Für einen direkten Nachweis, wie es die Münchner Physiker mit ihrem Experiment CRESST II versuchen, sind daher raffinierte und hochempfindliche Methoden nötig (mehr dazu im folgenden Beitrag „ Physiker fangen Geisterteilchen“ ab Seite 48). Da haben es die Astrophysiker etwas leichter: Sie schauen in die Sterne – und lassen diese das Schattenkabinett der Realität verkünden. Dass die Welt mehr enthält, als das Auge sieht, ist ein alter Gedanke. Doch in der Astronomie ist er recht neu. Denn die Idee, dass ein dunkles Reich des Daseins existiert, begann sich unter Experten erst in den 1980er-Jahren durchzusetzen. Und harte Indizien gibt es noch keine zehn Jahre.

Dabei hatte bereits 1922 der englische Physiker und Mathematiker James Jeans aus Bewegungen zahlreicher Sterne in der Milchstraßenebene geschlossen, dass auf einen sichtbaren Stern zwei unsichtbare kommen müssen. Andere Astronomen bezweifelten jedoch diesen Befund. 1933 machte dann der Schweizer Astronom Fritz Zwicky, der am California Institute of Technology in Pasadena forschte, eine seltsame Entdeckung.

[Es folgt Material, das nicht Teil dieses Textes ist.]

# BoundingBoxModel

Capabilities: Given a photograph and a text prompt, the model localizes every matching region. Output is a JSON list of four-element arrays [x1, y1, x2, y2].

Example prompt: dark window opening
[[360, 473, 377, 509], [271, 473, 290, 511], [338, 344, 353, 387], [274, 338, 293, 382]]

Er hatte die Bewegung von 80 der über 1000 Galaxien im 300 Millionen Lichtjahre fernen Coma-Haufen bestimmt – und festgestellt, dass sie viel schneller umherflitzten, als sie eigentlich dürften, wenn die Schwerkraft den Galaxienhaufen zusammenhält. Tatsächlich müsste die Materiedichte im Haufen 400 Mal so groß sein, wie es die Leuchtkraft erschließen lässt (allerdings eine aus heutiger Sicht wesentlich zu hoch gegriffene Zahl). Wenn sich diese „ fehlende Masse“ nicht auffinden oder anders erklären ließe, wäre die „erstaunliche Schlussfolgerung“, dass die leuchtende Materie in dem Haufen in der Minderheit ist, betonte Zwicky.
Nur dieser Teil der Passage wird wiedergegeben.